The street itself is a hill that slowly rises to a high point at St. Anthony of Padua Catholic Church with its twin 175-foot spires. Then it descends slowly to South Broadway.

"It feels like a medieval European village with those great church steeples of a Romanesque church towering over the village center," Harris said. Around the church are turn-of-the-century brick storefronts, she said. Among the storefronts are antique shops, Winkelmann Drug-Home Health Care at Virginia and Meramec, Behrmann's bar at Compton and Meramec and the Feasting Fox restaurant at Grand and Meramec.

Among people who live in the neighborhood, feelings are mixed.

"It's convenient to shopping, convenient to take a bus. It's a quiet neighborhood as far as I can see," said Deborah Jennings, who recently moved from downtown to an apartment on Virginia Avenue south of Meramec.
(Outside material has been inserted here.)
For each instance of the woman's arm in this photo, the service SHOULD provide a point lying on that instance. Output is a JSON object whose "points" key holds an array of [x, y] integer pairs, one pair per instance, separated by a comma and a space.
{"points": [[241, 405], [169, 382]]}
But others worry about gangs and crime.

"I think it's kind of worse now than when I first moved in," said Lisa Losh, 32, who has lived about three years in the Sheraton Apartments on Michigan south of Meramec. "I wouldn't go out at night or early in the morning."

Chen agreed that Dutchtown ranks high in the overall number of crimes compared to other city neighborhoods. But Aufiero said it is improving. The new streetlights on Meramec are helping to make people feel more secure, she said.

"One person commented that you actually see families out walking together in the evening," Aufiero said.